夜色如水,厢房漆黑。
胡虚心中疑惑,想到,莫非凌浪涯尚未归来,看来是自己回来早了。早知如此,也许可以去跟着展候捕头到城南去凑一凑热闹,然后再回来也是好的。只是,这浪子,果然一不再他身边就到处乱跑。不过是出门看场雪而已,竟然也可以看个一天。
胡虚摇摇头,想到自己尚未吃晚饭,脱下人皮面具,简单洗漱候,便跑到了斋堂内去找些吃的。幸好此时夜色虽深,但由于古庙的修行者越来越多,斋饭尚有剩余饭菜。胡虚有了五千两钱票,此刻是财大气粗,便把斋堂内剩余不多的饭菜全部打包带走,直诧异地知客们目不转睛地看着他。
胡虚也不例外,抱着一堆吃的回到了厢房内。看着摆好在桌的一堆食物,虽然都是素食,但奈何份量足够。胡虚自语道:“嘿嘿,浪子,这下我们有钱了,好吃不一定,但一定管饱。”
说罢,胡虚重新便躺在床,闭目等着凌浪涯回来。也许是近日来的不断奔波,胡虚也觉得稍微有些疲惫,不知不觉间竟然迷迷糊糊地睡了过去。
不知过了多久,忽而门外一声响,胡虚猛然惊醒,下意识叫道:“浪子,你回来了?”
夜色浓郁,不可视物,唯有回音响。
胡虚听得门响声,赶紧跑出去开门,只是开门刹那,厢房之外一片空荡荡,哪里来得人影。
只有对面厢房内,依稀有烛火明亮,却不是属于自己的。
原来,不是归人敲门声,不过是风吹帘动声。
胡虚返回了厢房内,点燃了烛火,看到桌的饭菜已经从温热变得冰凉,但依旧未曾动过。胡虚见此也没有食欲,他裹了一件长袍,干脆就坐在门外石阶,看着对面的灯火,等着浪子归来。

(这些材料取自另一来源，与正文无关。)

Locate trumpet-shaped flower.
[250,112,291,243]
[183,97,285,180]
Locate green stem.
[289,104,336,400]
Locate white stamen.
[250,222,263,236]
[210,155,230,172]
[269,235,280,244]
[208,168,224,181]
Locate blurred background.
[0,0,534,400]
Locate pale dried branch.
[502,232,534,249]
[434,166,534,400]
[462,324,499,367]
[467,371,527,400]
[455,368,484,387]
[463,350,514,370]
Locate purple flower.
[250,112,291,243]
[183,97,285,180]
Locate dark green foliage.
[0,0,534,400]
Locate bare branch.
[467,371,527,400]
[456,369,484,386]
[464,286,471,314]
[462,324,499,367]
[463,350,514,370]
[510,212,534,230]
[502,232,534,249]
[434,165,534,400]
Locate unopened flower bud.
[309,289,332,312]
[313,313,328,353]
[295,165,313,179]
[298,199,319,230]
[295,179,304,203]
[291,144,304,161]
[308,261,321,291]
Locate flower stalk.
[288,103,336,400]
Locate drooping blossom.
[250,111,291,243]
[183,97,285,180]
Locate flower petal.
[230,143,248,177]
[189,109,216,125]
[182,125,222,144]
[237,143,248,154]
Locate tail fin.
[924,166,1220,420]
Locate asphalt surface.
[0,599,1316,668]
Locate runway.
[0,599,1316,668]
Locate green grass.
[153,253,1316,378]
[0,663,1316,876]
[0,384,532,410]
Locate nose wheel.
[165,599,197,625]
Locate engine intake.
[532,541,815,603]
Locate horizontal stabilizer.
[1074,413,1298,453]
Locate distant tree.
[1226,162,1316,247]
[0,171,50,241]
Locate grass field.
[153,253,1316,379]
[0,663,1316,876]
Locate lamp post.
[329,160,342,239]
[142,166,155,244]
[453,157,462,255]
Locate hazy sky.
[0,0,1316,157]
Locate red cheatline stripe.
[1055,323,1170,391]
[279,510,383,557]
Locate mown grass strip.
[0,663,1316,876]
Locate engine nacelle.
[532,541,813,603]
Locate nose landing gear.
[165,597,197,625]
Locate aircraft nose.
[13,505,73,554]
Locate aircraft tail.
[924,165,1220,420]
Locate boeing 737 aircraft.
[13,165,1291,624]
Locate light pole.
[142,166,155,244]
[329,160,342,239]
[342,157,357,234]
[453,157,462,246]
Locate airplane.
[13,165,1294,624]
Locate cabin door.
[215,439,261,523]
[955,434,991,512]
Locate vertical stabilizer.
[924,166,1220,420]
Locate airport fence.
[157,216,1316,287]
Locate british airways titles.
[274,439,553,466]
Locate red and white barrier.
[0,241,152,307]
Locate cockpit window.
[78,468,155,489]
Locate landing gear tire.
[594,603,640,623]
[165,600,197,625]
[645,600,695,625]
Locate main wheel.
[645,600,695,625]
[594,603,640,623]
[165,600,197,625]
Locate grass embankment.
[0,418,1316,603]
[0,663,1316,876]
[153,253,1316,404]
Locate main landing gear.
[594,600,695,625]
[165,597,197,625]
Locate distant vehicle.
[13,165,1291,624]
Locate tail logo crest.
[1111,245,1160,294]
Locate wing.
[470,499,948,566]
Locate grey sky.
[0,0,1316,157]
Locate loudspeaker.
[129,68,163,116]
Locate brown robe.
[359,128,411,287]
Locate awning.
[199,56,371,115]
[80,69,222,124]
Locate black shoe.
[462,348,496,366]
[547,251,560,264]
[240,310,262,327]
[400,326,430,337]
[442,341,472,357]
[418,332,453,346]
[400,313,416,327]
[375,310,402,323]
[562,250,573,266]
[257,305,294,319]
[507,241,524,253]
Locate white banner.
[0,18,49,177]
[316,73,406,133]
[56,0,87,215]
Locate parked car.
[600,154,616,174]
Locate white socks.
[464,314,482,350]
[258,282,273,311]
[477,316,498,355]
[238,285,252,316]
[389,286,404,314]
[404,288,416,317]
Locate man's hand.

眼看夜色渐深,他的眉目不禁微皱,心中想到,凌浪涯此番出去,一天未归,未免时间也过长了吧。可是,他在都城无人无物,又能去哪里呢?
莫不是路遇见了丘云或老张等人,和他们喝酒戏耍去了?莫不是悄悄跑到鸾凤居,去找那点酥娘去了?又或者是路遇到恰来的莫大胆,久别重逢而忘了时辰?莫不是大雪封城,他找不到回来的路?
可是,在他看来,凌浪涯虽然是年少初出茅庐,经验不足,但也不是没有交代之人。两人约好是傍晚回来古庙,那么他应该会如约回来。
胡虚心中思绪凌乱,已经很久没有试过如此担心一个人了。
若未如约至,许是出了事。
蓦然想到此处,胡虚觉得凌浪涯肯定是发生了何事,否则不至于失约未归。
也许,他很早就已经回来了,只是自己回来晚了,他又出去找自己去了。想到这里,他蓦然抬头看到对面厢房内的幽幽烛光,想起凌浪涯曾说过里面住着一个怪人。
沉思片刻,胡虚站起来,来到了对面的厢房内,犹豫片刻,敲响了门。
门外敲门声响,而门内一片沉寂。
就在胡虚等了片刻,不见开门,耸耸肩便打算离开。
就在转身时,开门声响,一道烛光隔着门缝漏了出来,胡虚赶忙转身,看到了木门半开,露出了一道人影,依稀可见其身披着的毛皮衣服。
门内人问道:“何事?”其声冷若冰霜,似乎不近人情。
胡虚作揖道:“打扰兄台休息,实属抱歉。我乃住在兄台对面的客人,深夜打扰,只是想相询一事。”
门内人声音不便,依旧问道:“究竟何事?”
胡虚道:“我和我兄弟今日到了都城,便分头游玩,约定傍晚时分返回古庙厢房。只是,时到如今,我那兄弟依旧未曾归来。我想,也许是他很早就回来了,不过那是我未曾回来。所以,在下想问,在今日是否曾有留意到我那兄弟曾回来过?”